By Lucy Murunga | Communications Officer
At least 9 million people have been displaced within their borders as a result of inter-communal conflict and violence. This has been most notable in parts of Ethiopia, Somalia, South Sudan and Sudan. This makes conflict, the largest driver of displacement.
An October concluded refugee verification exercise confirms that Uganda hosts 1.1 million refugees, by far the largest in Africa, and third largest worldwide.
World Vision is committed to ensuring access to education for displaced children (both internally displaced and refugees). In South Sudan World Vision is running a program to reintegrate children formerly recruited to fight as child soldiers back into formal education.
Children displaced by conflict in southern Ethiopia have returned home to extensively damaged schools. They have missed months of learning. World Vision is appealing for funding to help these eager learners catch up on lost time.
In Ethiopia and South Sudan, where conditions allow, families are beginning to return home after months of being away due to conflict.
World Vision is grateful to the support of our donors who help us meet the needs of communities whose lives are disrupted by disasters. Your continued support helps us save more lives, lessen their suffering and help communities rebuild. Check out this story below of a community restored:
IMPACT STORY
Six-year-old Johanne lives in a South Sudanese community transformed after women joined World Vision’s Fortifying Equality and Economic Diversity (FEED) project. Sunday is World Vision’s food security and livelihood project officer who has worked with 660 families for the last three years on the outskirts of Juba helping women learn agricultural skills, providing women with seeds and gardening tools and teaching the community about gender empowerment issues. They feel we have saved them so much. They aren’t really experiencing the effect of hunger anymore. Now they’re harvesting earlier and a lot more.

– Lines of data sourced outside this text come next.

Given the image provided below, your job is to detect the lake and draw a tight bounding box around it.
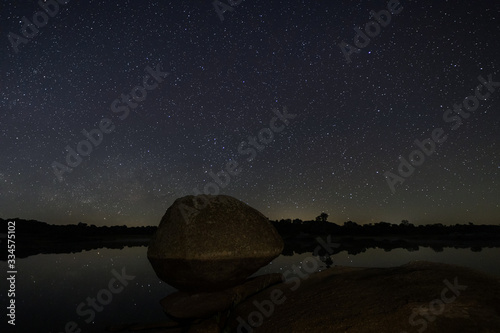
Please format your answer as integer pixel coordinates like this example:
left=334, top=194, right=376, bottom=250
left=0, top=246, right=500, bottom=333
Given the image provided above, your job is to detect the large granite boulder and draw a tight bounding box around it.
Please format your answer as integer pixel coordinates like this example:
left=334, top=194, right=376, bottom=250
left=148, top=195, right=283, bottom=291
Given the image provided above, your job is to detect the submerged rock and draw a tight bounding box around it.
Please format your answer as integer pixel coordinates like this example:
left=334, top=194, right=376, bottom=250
left=148, top=195, right=283, bottom=291
left=160, top=273, right=283, bottom=320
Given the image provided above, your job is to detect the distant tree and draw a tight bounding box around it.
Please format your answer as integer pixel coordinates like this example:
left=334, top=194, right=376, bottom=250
left=316, top=212, right=328, bottom=222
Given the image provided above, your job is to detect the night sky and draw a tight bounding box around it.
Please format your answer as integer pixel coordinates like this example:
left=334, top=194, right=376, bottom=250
left=0, top=0, right=500, bottom=226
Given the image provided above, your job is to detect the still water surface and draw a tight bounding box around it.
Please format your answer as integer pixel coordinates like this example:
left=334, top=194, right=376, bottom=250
left=0, top=247, right=500, bottom=333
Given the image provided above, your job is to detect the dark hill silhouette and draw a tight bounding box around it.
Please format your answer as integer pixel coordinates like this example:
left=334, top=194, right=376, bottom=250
left=0, top=218, right=500, bottom=260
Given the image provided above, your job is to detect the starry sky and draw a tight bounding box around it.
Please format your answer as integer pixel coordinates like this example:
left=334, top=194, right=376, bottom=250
left=0, top=0, right=500, bottom=226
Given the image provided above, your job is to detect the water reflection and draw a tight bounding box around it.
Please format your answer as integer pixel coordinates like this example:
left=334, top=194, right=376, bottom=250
left=0, top=246, right=500, bottom=332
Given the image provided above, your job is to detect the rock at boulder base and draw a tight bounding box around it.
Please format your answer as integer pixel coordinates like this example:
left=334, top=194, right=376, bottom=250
left=148, top=195, right=283, bottom=291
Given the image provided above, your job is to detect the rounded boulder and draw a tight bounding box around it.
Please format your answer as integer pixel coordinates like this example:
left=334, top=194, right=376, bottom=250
left=148, top=195, right=283, bottom=291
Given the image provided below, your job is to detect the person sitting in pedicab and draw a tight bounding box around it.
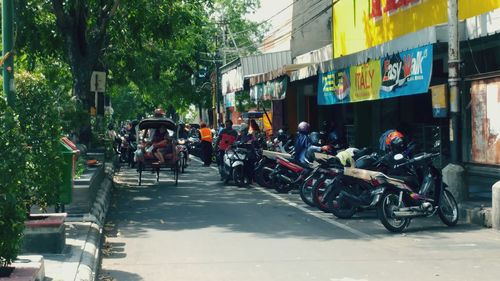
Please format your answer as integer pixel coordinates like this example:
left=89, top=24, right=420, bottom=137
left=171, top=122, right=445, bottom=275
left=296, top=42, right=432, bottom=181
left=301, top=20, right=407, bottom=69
left=146, top=126, right=173, bottom=164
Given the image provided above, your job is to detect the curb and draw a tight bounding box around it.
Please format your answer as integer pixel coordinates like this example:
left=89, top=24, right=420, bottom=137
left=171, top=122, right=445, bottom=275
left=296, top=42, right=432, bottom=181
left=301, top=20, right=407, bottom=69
left=74, top=164, right=113, bottom=281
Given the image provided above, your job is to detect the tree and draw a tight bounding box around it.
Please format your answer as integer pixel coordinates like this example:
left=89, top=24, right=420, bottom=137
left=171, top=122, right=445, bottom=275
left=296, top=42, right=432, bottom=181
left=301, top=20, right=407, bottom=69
left=16, top=0, right=264, bottom=122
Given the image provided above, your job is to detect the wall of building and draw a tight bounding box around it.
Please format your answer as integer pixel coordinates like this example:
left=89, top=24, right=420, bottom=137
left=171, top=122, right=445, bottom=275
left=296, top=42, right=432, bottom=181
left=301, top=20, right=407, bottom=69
left=290, top=0, right=332, bottom=58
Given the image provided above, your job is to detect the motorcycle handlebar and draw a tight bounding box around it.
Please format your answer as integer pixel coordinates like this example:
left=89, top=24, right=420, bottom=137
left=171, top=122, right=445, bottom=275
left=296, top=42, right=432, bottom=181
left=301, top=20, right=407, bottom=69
left=394, top=153, right=440, bottom=169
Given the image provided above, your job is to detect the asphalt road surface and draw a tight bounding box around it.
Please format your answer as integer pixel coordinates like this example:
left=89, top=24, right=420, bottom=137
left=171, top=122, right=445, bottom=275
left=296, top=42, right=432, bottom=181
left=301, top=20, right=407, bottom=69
left=99, top=160, right=500, bottom=281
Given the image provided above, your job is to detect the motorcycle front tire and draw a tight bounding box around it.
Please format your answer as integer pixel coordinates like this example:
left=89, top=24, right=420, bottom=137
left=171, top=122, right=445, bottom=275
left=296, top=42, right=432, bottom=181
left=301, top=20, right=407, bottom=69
left=299, top=179, right=317, bottom=207
left=377, top=192, right=410, bottom=233
left=438, top=189, right=458, bottom=226
left=326, top=185, right=356, bottom=219
left=233, top=165, right=245, bottom=187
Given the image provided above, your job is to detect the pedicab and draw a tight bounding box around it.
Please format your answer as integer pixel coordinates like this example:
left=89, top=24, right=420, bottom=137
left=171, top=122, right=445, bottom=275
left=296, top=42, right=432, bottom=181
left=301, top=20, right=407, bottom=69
left=134, top=118, right=181, bottom=185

Signs of success. The peanuts in Diana’s hands are just one symbol of the transformation that’s occurred in her family in the last two years. After her family was forced to flee their home due to South Sudan’s conflict, this mother of three returned to a desperate situation. For more than a year, she and her husband struggled to recover. We slept hungry, Diana explains. When the children cried from hunger, I was never happy, sometimes I cried too, it was never easy. There were a lot of bad thoughts, Diana said. But that changed after Diana joined a World Vision agriculture and gender empowerment project in 2016. Diana learned agricultural skills, received seeds and gardening tools and got help to plow her land. She and her husband learned about gender equality and found her husband was more willing to listen to her ideas and share more of the household responsibilities.